Will Obama Lose the Environmentalists on Pipeline to Texas?

The Keystone XL pipeline pits two groups of Obama supporters against each other. Jobs vs. environment.
By Amiel Ungar
First Publish: 11/8/2011, 7:40 AM

When the topic of American energy imports comes up, it immediately conjures up images of the Persian Gulf and oil sheikdoms. In reality the major oil exporter to the United States is a great deal closer-over the border in Canada.

Additionally, this energy is secure, as Canada is a signatory to the North American Free Trade Agreement (NAFTA) and therefore cannot play shenanigans with supplying oil to the United States or arbitrarily seek to diversify its customer base, as occurred in the previous century.

Canada's oil reserves are exceeded only by Saudi Arabia.

The catch is that these oil reserves include the bitumens in the oil sands. Environmentalists claim that the process of extracting crude oil from oil sands generates a huge amount of greenhouse gases that are responsible for global warming.

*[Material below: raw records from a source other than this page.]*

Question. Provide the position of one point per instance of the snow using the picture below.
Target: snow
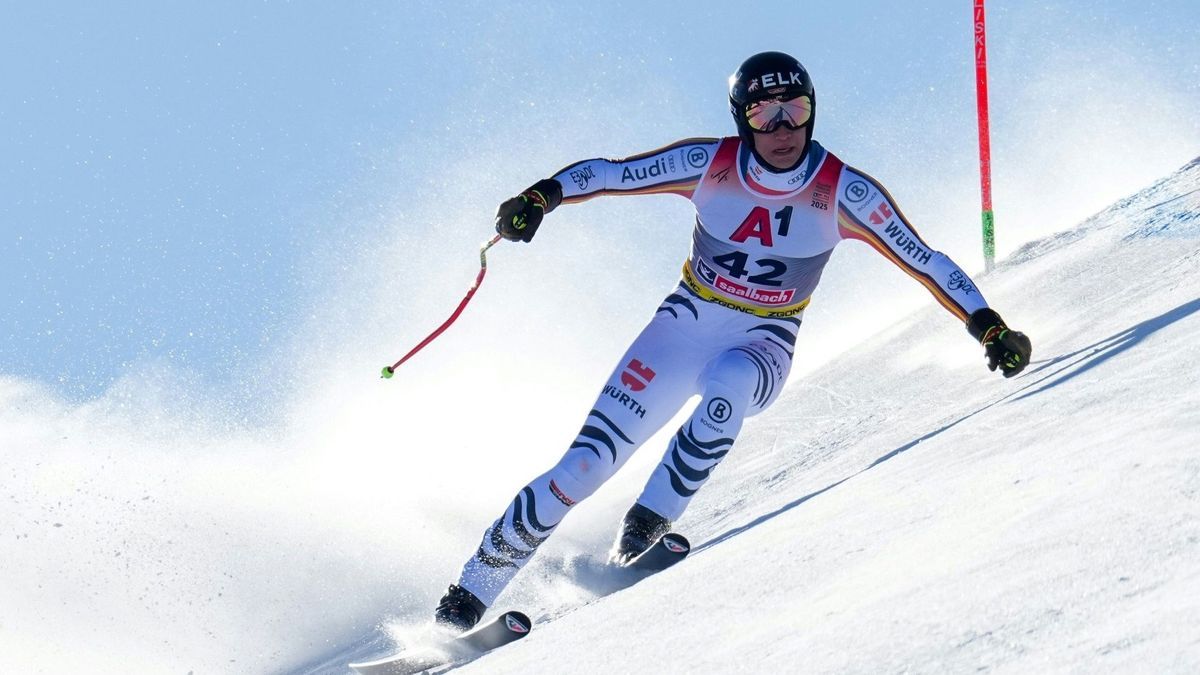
(900, 508)
(904, 509)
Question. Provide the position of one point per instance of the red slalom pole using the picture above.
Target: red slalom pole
(389, 370)
(989, 220)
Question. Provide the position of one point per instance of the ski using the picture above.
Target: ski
(509, 627)
(670, 549)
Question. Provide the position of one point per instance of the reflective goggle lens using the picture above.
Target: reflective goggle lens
(767, 115)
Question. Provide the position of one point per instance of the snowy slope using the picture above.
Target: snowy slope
(904, 509)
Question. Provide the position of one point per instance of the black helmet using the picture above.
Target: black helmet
(766, 76)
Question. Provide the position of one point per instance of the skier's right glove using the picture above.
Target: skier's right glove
(1006, 348)
(519, 217)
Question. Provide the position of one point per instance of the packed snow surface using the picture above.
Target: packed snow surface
(900, 508)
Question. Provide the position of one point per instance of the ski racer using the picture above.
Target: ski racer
(771, 205)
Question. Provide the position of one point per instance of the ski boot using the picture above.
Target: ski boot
(641, 530)
(459, 609)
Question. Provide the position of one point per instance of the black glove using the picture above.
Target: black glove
(519, 217)
(1007, 350)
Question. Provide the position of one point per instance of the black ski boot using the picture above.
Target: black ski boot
(641, 529)
(459, 609)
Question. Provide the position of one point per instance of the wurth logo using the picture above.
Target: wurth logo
(636, 376)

Canada does not have the refining facilities to produce the oil. Enter the Keystone XL pipeline that would transport crude from the oil sands in Alberta via Montana and the Midwest and then down to Oklahoma and Texas and the refineries. Environmentalists charge that the pipeline poses a danger to the water supply and the farmlands.

The environmentalists demonstrated near the White House reminding Obama that he had campaigned in 2008 as a friend of the environment and had received financial and organizational support from environmental groups.

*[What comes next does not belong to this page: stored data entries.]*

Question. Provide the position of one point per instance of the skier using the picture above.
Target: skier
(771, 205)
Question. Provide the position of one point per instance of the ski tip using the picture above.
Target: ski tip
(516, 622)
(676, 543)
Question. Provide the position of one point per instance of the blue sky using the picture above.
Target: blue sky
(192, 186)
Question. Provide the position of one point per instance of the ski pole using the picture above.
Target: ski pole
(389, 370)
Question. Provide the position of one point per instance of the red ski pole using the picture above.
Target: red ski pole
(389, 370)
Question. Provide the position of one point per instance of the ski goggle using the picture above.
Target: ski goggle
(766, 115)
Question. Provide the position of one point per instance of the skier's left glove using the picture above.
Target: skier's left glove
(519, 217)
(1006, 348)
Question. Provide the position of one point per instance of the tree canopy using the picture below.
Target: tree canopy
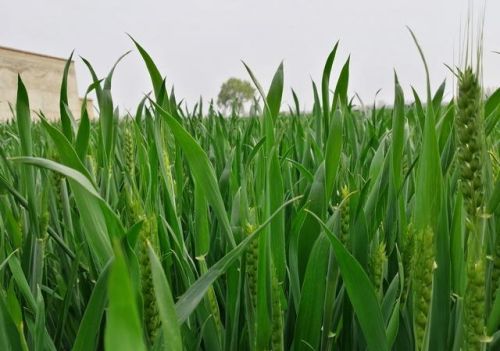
(234, 93)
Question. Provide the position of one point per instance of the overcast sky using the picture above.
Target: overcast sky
(198, 44)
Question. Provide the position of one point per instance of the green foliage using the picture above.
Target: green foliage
(343, 229)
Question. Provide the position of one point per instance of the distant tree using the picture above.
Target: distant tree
(234, 93)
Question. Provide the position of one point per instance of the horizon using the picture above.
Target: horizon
(302, 48)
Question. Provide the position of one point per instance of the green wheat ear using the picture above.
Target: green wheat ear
(251, 259)
(474, 306)
(345, 217)
(377, 262)
(129, 152)
(408, 257)
(422, 283)
(471, 144)
(151, 317)
(277, 316)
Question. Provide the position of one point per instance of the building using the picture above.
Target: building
(42, 76)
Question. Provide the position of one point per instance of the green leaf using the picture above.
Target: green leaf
(361, 294)
(88, 331)
(166, 307)
(123, 328)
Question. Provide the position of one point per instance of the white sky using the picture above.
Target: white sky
(198, 44)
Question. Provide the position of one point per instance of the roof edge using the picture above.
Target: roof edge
(34, 54)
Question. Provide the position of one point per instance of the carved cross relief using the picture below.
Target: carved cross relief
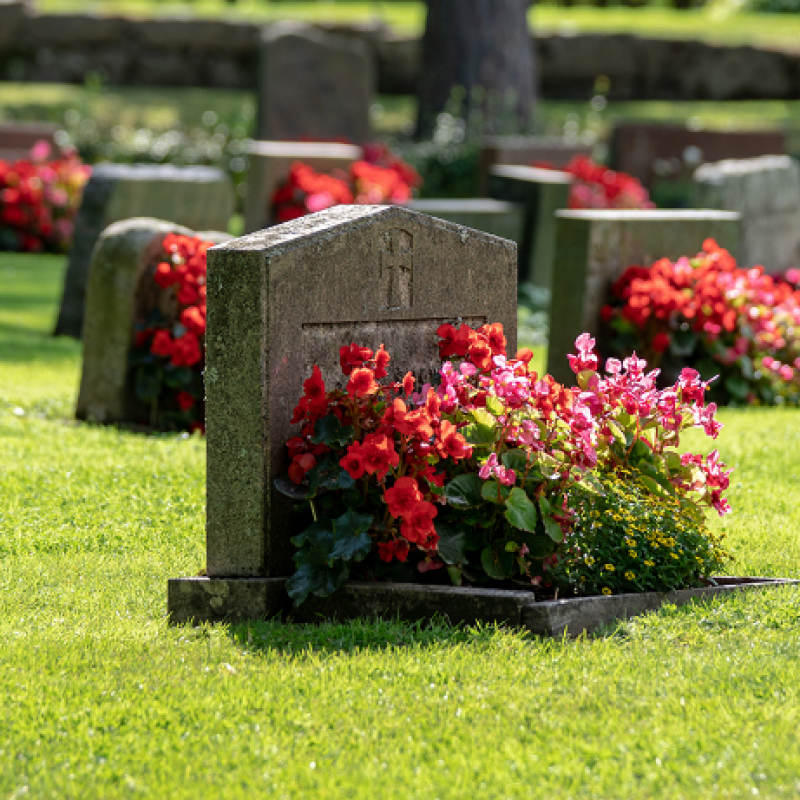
(397, 269)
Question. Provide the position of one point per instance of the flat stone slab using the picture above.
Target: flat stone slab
(201, 599)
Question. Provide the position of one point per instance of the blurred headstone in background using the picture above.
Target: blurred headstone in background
(652, 152)
(201, 198)
(527, 151)
(593, 249)
(766, 192)
(541, 192)
(17, 138)
(116, 294)
(269, 167)
(313, 86)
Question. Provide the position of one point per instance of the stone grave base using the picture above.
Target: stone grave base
(200, 599)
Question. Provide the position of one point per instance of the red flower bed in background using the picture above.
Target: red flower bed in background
(39, 200)
(596, 186)
(168, 355)
(707, 313)
(380, 177)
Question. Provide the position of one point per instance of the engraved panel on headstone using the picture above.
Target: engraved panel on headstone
(415, 339)
(397, 269)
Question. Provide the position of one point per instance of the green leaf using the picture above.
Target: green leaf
(319, 534)
(451, 544)
(516, 460)
(498, 564)
(619, 434)
(331, 432)
(495, 492)
(351, 541)
(650, 485)
(520, 511)
(464, 491)
(482, 417)
(313, 576)
(552, 529)
(479, 435)
(495, 405)
(148, 381)
(455, 575)
(296, 491)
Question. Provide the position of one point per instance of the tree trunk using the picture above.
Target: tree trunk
(478, 43)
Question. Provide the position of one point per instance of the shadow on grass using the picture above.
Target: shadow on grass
(367, 634)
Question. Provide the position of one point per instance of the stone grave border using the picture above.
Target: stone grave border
(231, 600)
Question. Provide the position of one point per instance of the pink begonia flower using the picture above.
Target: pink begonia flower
(487, 470)
(586, 359)
(506, 476)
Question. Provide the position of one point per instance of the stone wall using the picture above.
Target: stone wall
(214, 53)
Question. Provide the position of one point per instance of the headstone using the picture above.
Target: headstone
(313, 85)
(17, 138)
(201, 198)
(483, 214)
(115, 297)
(284, 299)
(541, 192)
(526, 151)
(643, 149)
(766, 192)
(269, 167)
(593, 249)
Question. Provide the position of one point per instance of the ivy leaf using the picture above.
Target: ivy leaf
(464, 491)
(351, 542)
(516, 460)
(498, 564)
(451, 544)
(495, 492)
(520, 511)
(331, 432)
(315, 576)
(495, 406)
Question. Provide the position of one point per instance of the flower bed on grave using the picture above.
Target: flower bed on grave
(498, 477)
(708, 314)
(378, 178)
(168, 353)
(598, 187)
(39, 199)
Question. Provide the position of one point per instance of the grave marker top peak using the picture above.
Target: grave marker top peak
(342, 219)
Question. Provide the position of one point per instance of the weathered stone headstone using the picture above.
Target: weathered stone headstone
(525, 151)
(201, 198)
(483, 214)
(541, 192)
(17, 138)
(284, 299)
(313, 85)
(269, 167)
(593, 248)
(114, 297)
(639, 148)
(766, 192)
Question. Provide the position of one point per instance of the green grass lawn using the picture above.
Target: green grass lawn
(710, 23)
(101, 699)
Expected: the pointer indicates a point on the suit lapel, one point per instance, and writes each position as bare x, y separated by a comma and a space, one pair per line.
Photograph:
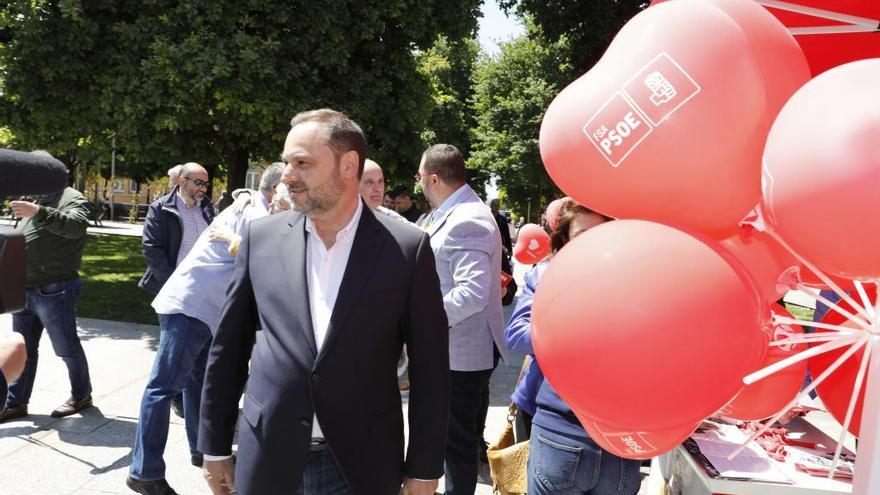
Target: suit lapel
293, 260
358, 271
438, 222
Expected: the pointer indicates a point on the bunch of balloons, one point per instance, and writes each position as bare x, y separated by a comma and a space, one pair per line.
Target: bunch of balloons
733, 176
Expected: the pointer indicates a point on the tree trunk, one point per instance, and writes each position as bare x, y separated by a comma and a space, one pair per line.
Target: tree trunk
236, 164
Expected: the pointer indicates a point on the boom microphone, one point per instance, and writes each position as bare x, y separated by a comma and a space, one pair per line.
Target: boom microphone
24, 173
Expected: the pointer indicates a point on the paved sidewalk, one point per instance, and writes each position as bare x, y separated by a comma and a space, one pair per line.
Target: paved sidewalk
90, 453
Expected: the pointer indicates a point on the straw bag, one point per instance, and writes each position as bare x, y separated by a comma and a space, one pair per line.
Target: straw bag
508, 460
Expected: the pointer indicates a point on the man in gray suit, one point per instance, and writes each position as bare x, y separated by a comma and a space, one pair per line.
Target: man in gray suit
327, 294
467, 249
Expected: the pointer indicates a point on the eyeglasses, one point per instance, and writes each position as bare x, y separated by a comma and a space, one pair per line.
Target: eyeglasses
197, 182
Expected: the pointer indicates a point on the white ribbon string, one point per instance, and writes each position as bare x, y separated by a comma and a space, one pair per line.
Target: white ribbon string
785, 320
815, 383
857, 387
813, 351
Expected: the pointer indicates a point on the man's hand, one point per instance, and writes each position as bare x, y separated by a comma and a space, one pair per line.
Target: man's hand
220, 476
24, 209
241, 202
12, 355
419, 487
221, 232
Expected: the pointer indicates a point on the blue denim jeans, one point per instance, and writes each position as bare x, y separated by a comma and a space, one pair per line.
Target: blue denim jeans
561, 465
53, 307
322, 476
179, 367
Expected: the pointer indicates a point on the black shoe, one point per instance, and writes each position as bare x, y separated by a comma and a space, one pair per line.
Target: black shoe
177, 405
13, 412
72, 406
151, 487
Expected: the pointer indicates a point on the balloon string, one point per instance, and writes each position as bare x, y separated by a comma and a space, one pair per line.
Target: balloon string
815, 383
808, 339
877, 301
824, 278
813, 351
837, 309
863, 370
784, 320
866, 301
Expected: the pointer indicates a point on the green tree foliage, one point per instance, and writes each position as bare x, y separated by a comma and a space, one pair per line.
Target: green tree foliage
218, 81
448, 66
587, 25
511, 94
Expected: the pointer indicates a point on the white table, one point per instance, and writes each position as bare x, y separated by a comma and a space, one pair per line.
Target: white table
687, 476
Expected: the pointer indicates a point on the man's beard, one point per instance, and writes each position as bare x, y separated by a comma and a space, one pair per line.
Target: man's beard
324, 197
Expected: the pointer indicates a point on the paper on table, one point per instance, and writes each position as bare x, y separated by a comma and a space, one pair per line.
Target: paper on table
752, 464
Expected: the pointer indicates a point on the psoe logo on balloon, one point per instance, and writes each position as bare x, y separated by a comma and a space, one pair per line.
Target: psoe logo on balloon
660, 88
630, 443
616, 129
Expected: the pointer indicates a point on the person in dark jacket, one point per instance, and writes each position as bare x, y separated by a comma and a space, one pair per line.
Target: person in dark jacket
173, 224
563, 459
54, 229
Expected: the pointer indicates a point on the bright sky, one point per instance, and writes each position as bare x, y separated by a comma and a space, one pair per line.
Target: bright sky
495, 27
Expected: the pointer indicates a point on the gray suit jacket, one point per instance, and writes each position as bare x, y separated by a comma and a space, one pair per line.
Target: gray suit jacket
467, 249
389, 296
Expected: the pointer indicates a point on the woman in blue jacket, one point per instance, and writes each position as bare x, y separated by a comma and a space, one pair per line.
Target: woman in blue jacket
563, 459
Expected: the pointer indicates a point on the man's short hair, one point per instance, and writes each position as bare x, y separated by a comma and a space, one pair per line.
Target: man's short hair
271, 177
401, 191
188, 168
342, 133
446, 161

These groups cannot threaten to bolt to the Republican Party as with the exception of John Huntsman, Republican candidates are either agnostics or outright critics of the global warming theory. Their threat therefore is to sit out the election and in this way avenge themselves on Barack Obama.

The protesters also charge that the State Department had not performed due diligence and this could be explained, they charge, by ties between the pipeline executives and the campaign of Hillary Clinton who is currently Secretary of State.

The issue is touchy for the Obama administration because the multibillion-dollar pipeline will create many jobs and it therefore commands the backing of the trade unions --an important cog in the Obama coalition.

To avoid alienating parts of the president's constituency, observers on both side of the divide are predicting that the administration will shy away from a decision till after the election by claiming the need for further study of the issue.

In the case of delay, the Canadians have threatened that they will pipe the crude oil to ports on the Pacific and from there an eager and willing China will be happy to take the oil off their hands at a very  good profit.